Une diffusion efficace et continue de la communication publique est un pré-requis important pour une gouvernance démocratique. Dans les démocraties naissantes ou renaissantes d’Afrique, la communication sociale apporte le ciment qui lie divers groupes sociaux et communautés dans leur résolution à construire des sociétés nouvelles. Elle permet de créer des liens entre les dirigeants politiques, religieux, traditionnels, communautaires et leurs partisans et de bâtir des ponts entre les communautés urbaines et rurales ainsi qu’entre les générations.

C’est à travers la communication que les agences gouvernementales et les ONG s’efforcent de fournir des informations techniques et des services sociaux pour améliorer la qualité de vie des citoyens et que la société civile cherche à élargir la participation à la gouvernance et à la rendre durable. Le succès des nouvelles politiques et pratiques agricoles, des campagnes de santé, d’alphabétisation, d’éducation politique et civique des adultes est largement dû à l’apport de la communication. Face aux enjeux liés à la propagation rapide du VIH/SIDA, la communication est aujourd’hui une nécessité cruciale pour la mobilisation et les changements sociaux afin de susciter des comportements préventifs et de soutenir les personnes infectées et affectées.

Mais la communication peut aussi diviser la population, sur différents aspects socioculturels et contribuer à des clivages sociaux, à la marginalisation voire à la violence. Ces possibilités apparemment contradictoires soulignent le défi des choix et des prises de décision délibérées pour s’assurer que la communication joue bien un rôle positif dans la société. Les effets de ces décisions peuvent être explicités dans une déclaration politique.

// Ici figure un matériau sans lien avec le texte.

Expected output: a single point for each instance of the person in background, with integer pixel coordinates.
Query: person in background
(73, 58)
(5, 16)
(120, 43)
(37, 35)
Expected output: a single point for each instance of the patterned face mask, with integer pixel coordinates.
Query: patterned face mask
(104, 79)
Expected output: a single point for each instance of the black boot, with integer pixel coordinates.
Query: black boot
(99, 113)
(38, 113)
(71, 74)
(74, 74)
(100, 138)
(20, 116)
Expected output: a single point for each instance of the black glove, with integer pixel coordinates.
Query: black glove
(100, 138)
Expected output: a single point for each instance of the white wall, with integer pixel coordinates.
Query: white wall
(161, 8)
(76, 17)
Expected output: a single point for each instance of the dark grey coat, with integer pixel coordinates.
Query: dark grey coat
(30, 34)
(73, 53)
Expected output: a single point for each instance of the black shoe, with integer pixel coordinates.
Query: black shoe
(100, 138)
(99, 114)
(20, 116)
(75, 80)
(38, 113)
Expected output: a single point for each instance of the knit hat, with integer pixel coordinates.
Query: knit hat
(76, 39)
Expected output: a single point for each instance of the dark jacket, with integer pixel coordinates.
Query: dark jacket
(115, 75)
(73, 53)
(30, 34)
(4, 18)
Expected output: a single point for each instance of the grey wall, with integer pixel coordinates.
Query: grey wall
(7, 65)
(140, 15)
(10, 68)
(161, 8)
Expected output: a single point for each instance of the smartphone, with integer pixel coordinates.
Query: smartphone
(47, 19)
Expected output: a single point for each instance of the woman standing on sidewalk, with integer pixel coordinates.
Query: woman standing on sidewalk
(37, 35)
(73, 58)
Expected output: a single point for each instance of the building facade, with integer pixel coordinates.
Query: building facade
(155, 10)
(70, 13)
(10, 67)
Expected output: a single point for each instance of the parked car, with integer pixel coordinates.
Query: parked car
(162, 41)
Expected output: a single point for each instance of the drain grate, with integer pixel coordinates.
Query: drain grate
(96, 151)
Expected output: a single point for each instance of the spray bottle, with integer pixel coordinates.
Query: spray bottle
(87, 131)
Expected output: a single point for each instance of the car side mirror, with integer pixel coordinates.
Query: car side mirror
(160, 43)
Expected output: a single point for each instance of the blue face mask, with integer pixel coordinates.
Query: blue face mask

Dans ce contexte général, les stratégies peuvent être conçues pour faciliter une utilisation intensifiée et rationalisée des canaux de communication interpersonnelle, de groupe et de masse afin qu’ils soient adaptés aux ressources et aux orientations culturelles et suffisamment décentralisés pour soutenir les programmes de développement. Il existe un besoin accru d’inciter les organisations locales à utiliser les nouvelles technologies de communication comme Internet, à promouvoir les liens sociaux et à assurer un soutien étendu aux efforts de communication. C’est pourquoi la communication, dans une acceptation dynamique et systématique, peut devenir un outil de construction de solidarités pour atteindre des objectifs partagés, au plan national et régional, en matière d’amélioration de la santé et de la situation économique, d’éradication de la pauvreté, d’émancipation des femmes et des jeunes et de bonne gouvernance. Ces résultats peuvent être facilités par une politique de communication explicitement liée à la politique nationale de développement.


[3] Les politiques d’information traitent davantage des équipements et des logiciels qui constituent l’infrastructure d’une société, en relation avec les implications des NTIC et des «autoroutes de l’information» pour le traitement des données factuelles, leur conservation et leur utilisation en tant que savoir. La communication est davantage orientée vers les processus sociaux, les interactions entre les individus et les groupes ainsi que le développement des mass-media. Naturellement les deux concepts se croisent largement et d’un point de vue politique, ils doivent être utilisés ensemble. Dans ce document, on accordera moins d’importance aux politiques d’information en tant que telles, qui méritent un traitement à part entière. Voir aussi UNESCO, op. cit. 1996, pour un approfondissement de ce thème.
[4] Voir Mwaura, Peter, Communication Policies in Kenya, UNESCO, 1980, préface.
[5] L’idée de «planification de la communication pour le développement» a été introduite dans les écrits sur la communication au cours des années 80. Elle était conçue comme un outil permettant d’aller des politiques vers l’action, en tant que processus de formulation d’objectifs de société en les liant au potentiel du système de communication et en utilisant les technologies permettant d’atteindre au mieux ces objectifs. Voir: A. Hancock, Communication Planning for Development: An Operational Framework, Paris, UNESCO 1981; also A. Hancock, Communication Planning Revisited, Paris, UNESCO 1992.